Have you given any presentation(s) at Solid World yet?

CRDT’s only very loosely informed my work, but they interest me very much. I didn’t mention them because I didn’t want people to think I was using them :). My ChangeResolvers are somewhat a weak cousin of CRDT’s.

I look forward to more conversation on this topic :slight_smile: :slight_smile:

1 Like

Awesome, @crspybits

how do the peers in your m-ld system learn about each other?

They rely on whatever is used as the “remotes” implementation to tell them. For example, MQTT uses retained messages on a channel; socket.io uses a ‘room’.

all data shared by peers in the system is of RDF type

That’s correct. The main API is entirely JSON-LD, but just recently I’ve been exposing some raw RDF/JS methods too, for the RDF ecosystem.

Have you given any presentation(s) at Solid World yet?

I probably should…

My ChangeResolvers are somewhat a weak cousin of CRDT’s.

On quick inspection they seem like a nice abstraction.
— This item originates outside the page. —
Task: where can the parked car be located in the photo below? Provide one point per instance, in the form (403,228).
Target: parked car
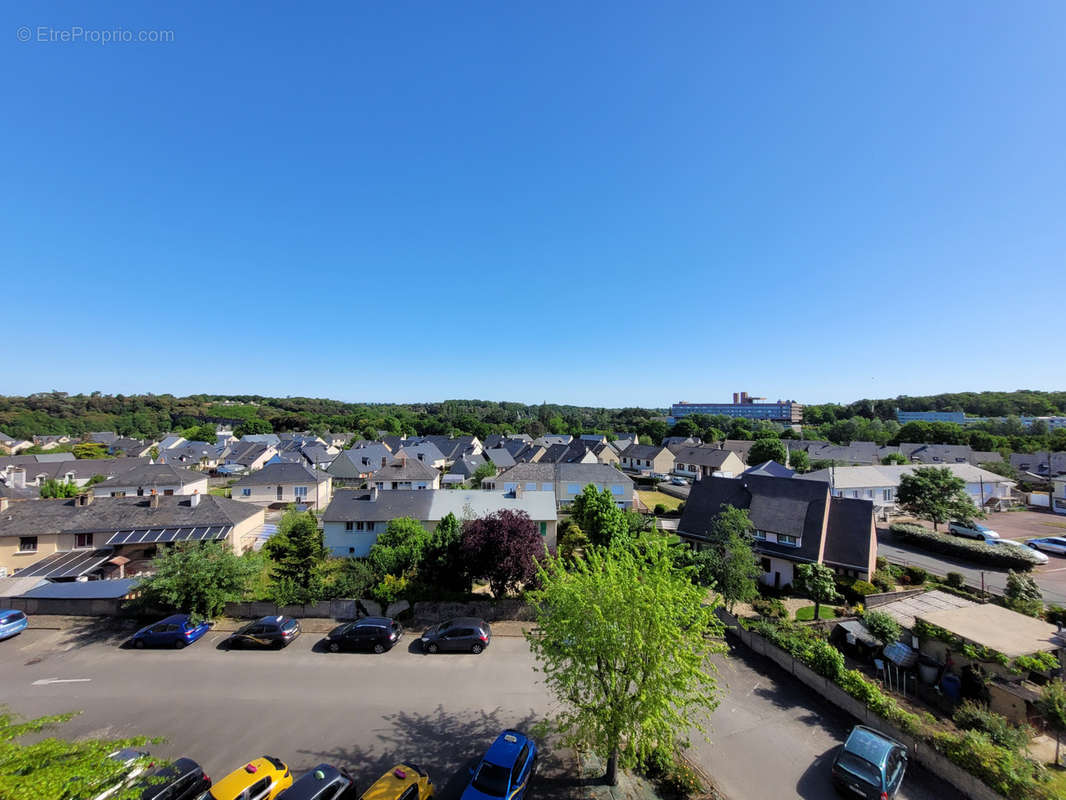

Since they demand conflict-free merges, I guess you could say they are by definition CRDTs!

1 Like

I’m thinking this is actually a specific implementation issue that uses files to store data and is not thread safe? With trinpod, it’s not possible to have a conflicting file write as we use both a graphdb where each transaction is thread safe for a specific pod (named graph) (such that two users can’t commit at exactly the same time, one would have to wait), and then files are saved as versions, each version having a unique id. So if two people wrote to the same file at the same time, the person who reached the server first would write a version, and then when that was done, the second person would write a version, and both versions would be available in that file history, where there is basically a master URI for the file node in the graph. (nothing is ever deleted in trinpod)

We are using a great incredibly scalable open source db: blazegraph (used by Amazon Neptune, Alexa, etc)

Thanks @gibsonf1

This post is about avoiding conflicts when writing multiple files:

Does trinpod provide anything to help with that?

On a side note, saving multiple versions of the file sounds really useful but also like it could increase the memory storage requirements a lot? For example, a modification of the sync algorithm above that I didn’t mention is one where you client is continuously reaffirming that it has the latest claim to write to the files (i.e. constantly updating the modified datetime) so that any new client joining would know there was a “primary” user. If all these versions of the file were saved I think this could amount to perhaps 10s of megabytes with in a few days of leaving a browser tab open?

Yes, the same mechanism is used to avoid conflicts in writing anything from any number of people. We simply version everything and have a mutex lock in place for any write to a specific pod causing other parallel writes to wait until the lock opens for their write.

Good to know. Thank you. Would it be possible to get a lock around the following code:

let thing1 = createThing({ name: "1" })
let thing2 = createThing({ name: "2" })

const TITLE = "http://example.com/schema/v1/title"
thing2 = addStringNoLocale(thing2, TITLE, "In dataset1 an item of id 1 exists")

let dataset1 = createSolidDataset()
dataset1 = setThing(dataset1, thing1)
let dataset2 = createSolidDataset()
dataset2 = setThing(dataset2, thing2)

// get mutex lock
await saveSolidDatasetAt(dataset_1_URL, dataset1, { fetch: solid_fetch })
await saveSolidDatasetAt(dataset_2_URL, dataset2, { fetch: solid_fetch })
// release mutex lock

Otherwise you can have inconsistent data from race condition read/writes. For example, one application being used by a user might save dataset1 and before the application can save dataset2, a second application loads dataset 1 and 2, finds no reference in dataset 2 to items in dataset 1, will think it’s ok to delete the item of id 1 in dataset 1 and writes to dataset1. I assume from the mutex you’ve describe this would not protect against that as the mutex is only around a single call to saveSolidDatasetAt?